Dieser Erfolg des Mobs geht in erster Linie auf die Stadtverwaltung zurück, die durch ihr repressives Verhalten im Vorfeld der Veranstaltung aus dem an sich unpolitischen Flash-Mob ein Politikum gemacht hat. Man darf entsprechend vermuten, dass viele der gestrigen Flash-Mobber ihre Teilnahme auch als Protest gegen eben diese reaktionäre Stadtpolitik verstanden.

Der Flashmob also als ein Zeichen von beginnender Aufsässigkeit in der Bevölkerung? Eine Niederlage also für die Stadtverwaltung? Nicht unbedingt: Am Ende ist alles nur eine Frage der Interpretation.

Bislang neigte man in der Pressestelle und der BrZ in solchen Fällen zum Kleinreden. Wenn Pressestelle und BrZ diese Strategie auch diesmal verfolgen, dann dürfte morgen in der BrZ in etwa folgendes zu lesen sein:

War da was? – Ein Großereignis, das nicht stattfand

… hatte OB Hoffmann für den Flashmob 10 000 – 15 000 Personen erwartet. „Angesichts der historischen und kulturellen Bedeutung des Schlossplatzes wäre das das absolute Minimum gewesen.“ so der OB: „Wenn auf dieser Insel Sylt schon 5000 Leute zusammenkommen, um sich den Sand in die Pobacken…na lassen wir das; jedenfalls bietet unser hochwertiges Schlossplatzpflaster doch vergleichsweise -und auch absolut gesehen- höchsten Sitzkomfort.“ Den Umstand, dass am Ende nur 90 Personen vor dem Ottmer-Prachtbau herumsitzen wollten, wertet Hoffmann als neuerliche Niederlage von Bibs- Ratsherrn Rosenbaum. „Dass nur ein winziger Bruchteil der von mir erwarteten Teilnehmer kam, beweist doch, dass an so einem Firlefanz in Braunschweig kein Bedarf besteht. …

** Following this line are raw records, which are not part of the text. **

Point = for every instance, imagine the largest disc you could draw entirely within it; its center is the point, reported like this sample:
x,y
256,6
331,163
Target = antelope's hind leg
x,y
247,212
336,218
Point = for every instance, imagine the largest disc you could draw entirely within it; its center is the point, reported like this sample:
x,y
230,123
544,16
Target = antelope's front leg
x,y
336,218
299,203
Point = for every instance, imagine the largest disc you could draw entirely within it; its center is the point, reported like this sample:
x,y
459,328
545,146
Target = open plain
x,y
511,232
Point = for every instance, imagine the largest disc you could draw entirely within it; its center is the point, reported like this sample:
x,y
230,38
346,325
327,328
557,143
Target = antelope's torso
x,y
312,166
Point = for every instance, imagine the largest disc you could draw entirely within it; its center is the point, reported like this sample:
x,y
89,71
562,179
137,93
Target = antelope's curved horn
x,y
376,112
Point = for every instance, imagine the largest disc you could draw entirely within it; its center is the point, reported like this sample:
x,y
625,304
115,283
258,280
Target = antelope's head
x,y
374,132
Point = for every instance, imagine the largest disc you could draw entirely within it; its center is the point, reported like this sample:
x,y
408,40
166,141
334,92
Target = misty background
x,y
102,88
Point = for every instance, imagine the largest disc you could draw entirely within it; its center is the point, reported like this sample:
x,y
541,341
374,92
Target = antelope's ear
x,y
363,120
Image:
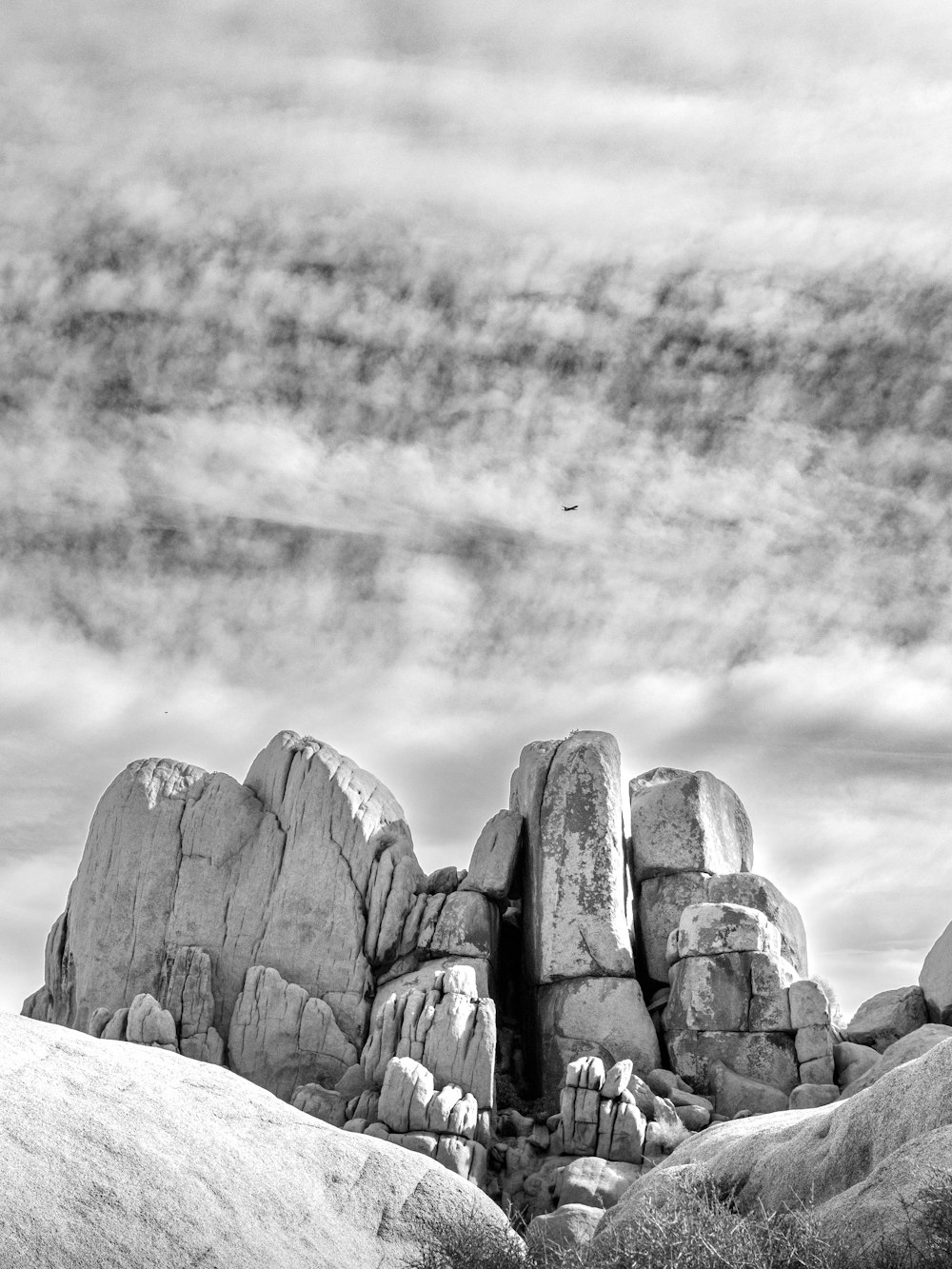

Das wäre der altbewährte Ansatz, mit unliebsamen Demonstrationen umzugehen. Dieser Flash-Mob war jedoch keine normale Demonstration, der Stachel sitzt tiefer:

  • Da ist dieser Lord Schadt, der Initiator des Flash-Mobs, der die Stadtverwaltung einfach lächerlich machte, indem er der amtlichen Aufforderung, seinen Mob abzublasen, nur zu gerne nachkam und also überall verkündete: „Picknicken Sie am 8.8.09 zwischen 16.00 und 18.00 NICHT auf dem Schlossplatz.“
  • Da ist der überregionale Spott über die Stadtverwaltung, die scheinbar aus repressivem Reflex eine so erfreuliche wie harmlose Veranstaltung unterbinden wollte; der Spott über ein Amt, das doch so handeln musste wie es handelte, weil es satzungsgemäß die Würde des Schlossplatzes zu wahren hat.
  • Da ist schließlich die tatsächlich mutwillig und absichtsvoll verletzte Würde des Schlossplatzes: Hundertfach verletzt von Leuten, die sich einfach auf seinem hochwertigen Pflaster niedersetzten.
  • Und was vielleicht das Schlimmste ist: Da ist die Ohnmacht der Braunschweiger Ordnungshüter, die gegen diese in einer rechtlichen Grauzone angesiedelten Sitzung nicht eingreifen konnten, ohne bundesweit endgültig blamiert zu sein. Also mussten sie gute Miene zum bösen Spiel machen.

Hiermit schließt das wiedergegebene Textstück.